The conclusion of the AG provides the Court with two alternative proposals:
i) To abandon the teleological interpretation of Article 3(d) applied in the Neurim case and return to a literal interpretation that in its turn means that the grant of an SPC would be precluded in the Abraxis cases (and in the Neurim case for that matter)
ii) To considerably limit the scope of applicability of the Neurim case, resulting in its applicability only i where the second medical indication is the first placing on the market of a human medicinal product, even if there has previously been another marketing authorization for that active ingredient (but as a veterinary product).

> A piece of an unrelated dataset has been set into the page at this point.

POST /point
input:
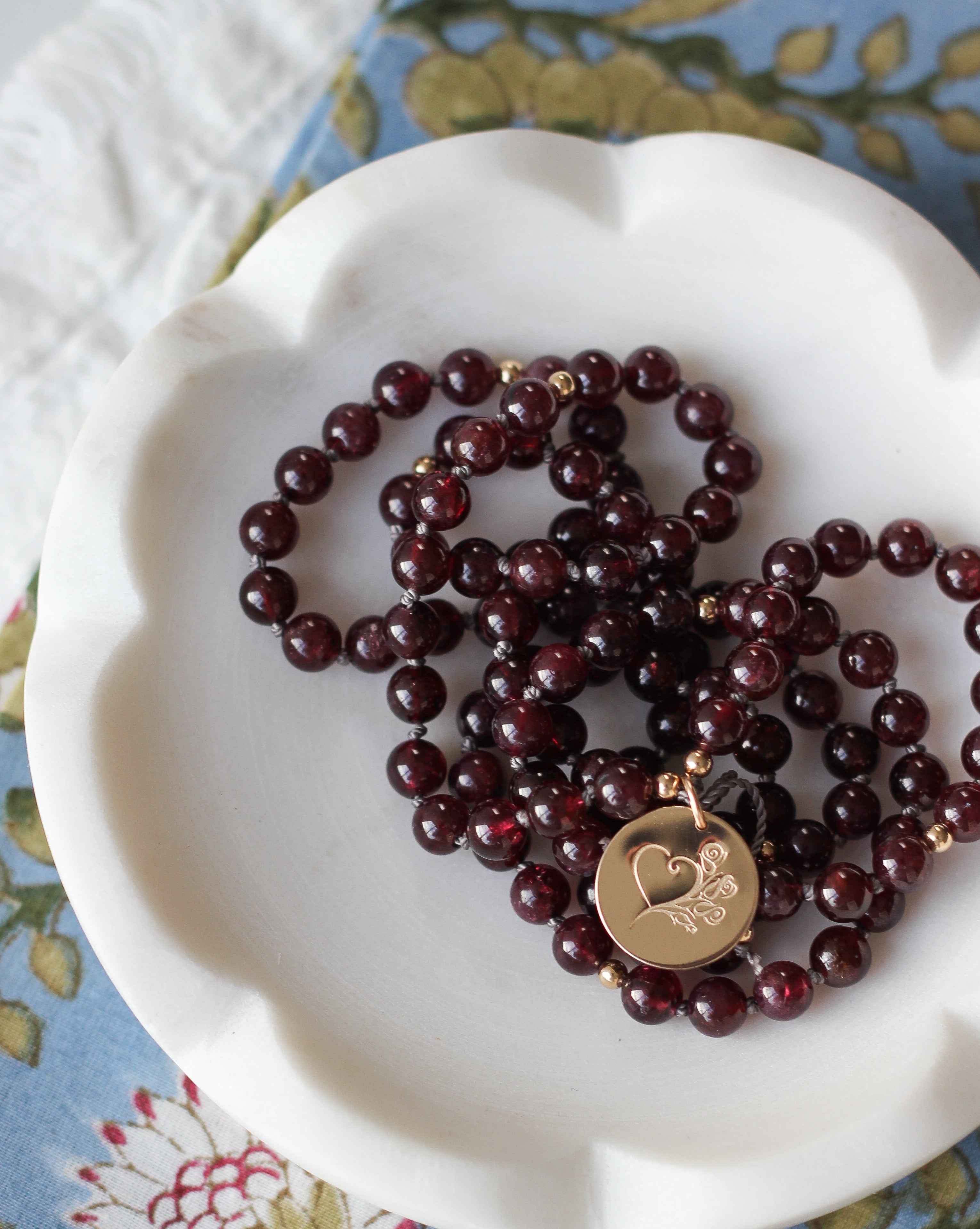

It's a complicated world, the world of pills... |
Thoughts
The Neurim ruling was welcomed by the industry and seen as a confirmation that second medical indication patents are of central importance in pharma research and should be rewarded as such. Should the Court follow the AG Opinion in the Abraxis case, irrespective of which alternative is adopted, it will have considerable impact on this segment of pharma innovation.
This Kat finds that several of AG:s arguments have interesting starting points: namely, (i) that pharmaceutical innovation that is to be rewarded by means of an SPC should only cover such research that concerns completely new active substances; (ii)that applying Neurim would lead to a non-transparent SPC regime; and (iii) that Neurim would also lead to an even more divergent national application of the SPC regulation.
What becomes clearer than ever is that the SPC regulation provides for a rather unclear and unstable legal framework that does not seem to match the modern challenges of pharmaceutical product development. High time for a change?